ABU MUHAMMAD AL-MASRI
Abdullah avrebbe seguito quella traiettoria ottenendo in seguito di potersi muovere. Una situazione goduta da un altro luogotenente, Seif al Adel, sospettato di aver diretto in remoto alcune stragi. Tra il 2011 e il 2015 i terroristi sono persone libere o quasi, a patto che non creino problemi all’interno.

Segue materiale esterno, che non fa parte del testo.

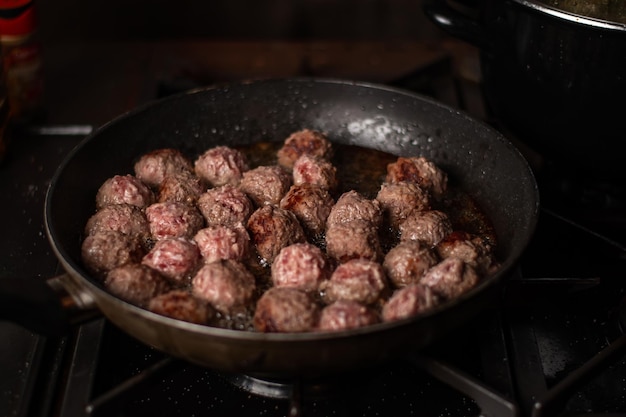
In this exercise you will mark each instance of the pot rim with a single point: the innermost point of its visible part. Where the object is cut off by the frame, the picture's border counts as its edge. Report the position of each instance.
(571, 17)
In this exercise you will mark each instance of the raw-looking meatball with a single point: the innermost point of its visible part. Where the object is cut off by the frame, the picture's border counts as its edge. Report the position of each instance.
(124, 189)
(355, 239)
(428, 227)
(227, 285)
(474, 250)
(184, 187)
(357, 280)
(152, 168)
(450, 278)
(407, 262)
(123, 218)
(346, 314)
(409, 301)
(266, 184)
(105, 250)
(317, 171)
(272, 228)
(304, 142)
(223, 242)
(173, 219)
(221, 165)
(175, 258)
(301, 265)
(182, 305)
(311, 205)
(351, 206)
(421, 171)
(399, 199)
(136, 283)
(282, 309)
(225, 205)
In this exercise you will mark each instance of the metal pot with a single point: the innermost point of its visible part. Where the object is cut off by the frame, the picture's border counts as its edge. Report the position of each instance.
(554, 79)
(476, 157)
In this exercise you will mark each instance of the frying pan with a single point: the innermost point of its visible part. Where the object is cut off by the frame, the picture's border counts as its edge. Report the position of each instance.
(477, 158)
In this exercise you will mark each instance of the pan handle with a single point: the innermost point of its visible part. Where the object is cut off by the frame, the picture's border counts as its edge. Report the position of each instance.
(47, 307)
(456, 22)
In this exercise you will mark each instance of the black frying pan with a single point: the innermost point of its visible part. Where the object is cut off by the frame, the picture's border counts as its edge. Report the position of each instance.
(476, 157)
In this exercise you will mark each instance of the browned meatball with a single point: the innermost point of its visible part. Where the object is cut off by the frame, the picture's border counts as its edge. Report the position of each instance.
(450, 278)
(152, 168)
(223, 242)
(399, 199)
(124, 218)
(175, 258)
(173, 219)
(346, 314)
(136, 283)
(184, 187)
(352, 240)
(304, 142)
(182, 305)
(271, 229)
(301, 265)
(407, 262)
(311, 205)
(358, 280)
(317, 171)
(225, 205)
(105, 250)
(409, 301)
(227, 285)
(474, 250)
(428, 227)
(282, 309)
(352, 205)
(266, 184)
(221, 165)
(421, 171)
(124, 189)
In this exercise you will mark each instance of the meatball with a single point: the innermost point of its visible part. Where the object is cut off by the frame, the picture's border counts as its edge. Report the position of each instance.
(266, 184)
(304, 142)
(301, 265)
(108, 249)
(182, 305)
(429, 227)
(399, 199)
(173, 219)
(358, 280)
(346, 314)
(311, 170)
(122, 189)
(352, 205)
(223, 242)
(472, 249)
(421, 171)
(184, 187)
(282, 309)
(271, 229)
(227, 285)
(124, 218)
(152, 168)
(355, 239)
(175, 258)
(221, 165)
(225, 205)
(409, 301)
(136, 283)
(407, 262)
(450, 278)
(311, 205)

Altri vengono lasciati partire per la Siria dove vanno a ingrossare la componente più radicale della ribellione. È il caso di Abu al Khayr al Masri. Egiziano, sposa un’altra figlia di Abdullah, e incontra la morte nel 2017. È di nuovo un drone americano a chiudere il cerchio. Stesso epilogo per Khalid al Aruri. Origine palestinese, dopo un periodo in Iran riappare sul fronte siriano e fa parte del gruppuscolo Hurras al Din: è dilaniato da un missile a lame rotanti nella regione di Idlib, nel giugno di quest’anno.
osama bin laden
Non è un momento facile per il movimento fondato da bin Laden. Venerdì l’esperto Hassan Hassan ha rilanciato la notizia del possibile decesso per malattia di Ayman al Zawahiri, l’attuale numero uno. Decesso avvenuto nel suo rifugio, sconosciuto. Un’informazione difficile da verificare arrivata da ambienti jihadisti siriani, quelli di Hurras al Din. Il medico egiziano, 69 anni, alla guida della fazione, è stato segnalato in città pachistane, nell’area tribale e in Afghanistan, sotto la protezione dei talebani. Su di lui una taglia di 25 milioni di dollari. Meno appariscente rispetto al predecessore, ha cercato di portare avanti la linea stretto tra la sfida concorrente dello Stato Islamico e la caccia degli Stati Uniti. Numerosi collaboratori, come Abdullah, sono stati spazzati via da omicidi mirati che hanno lasciato vuoti sensibili ma non hanno fermato l’idea.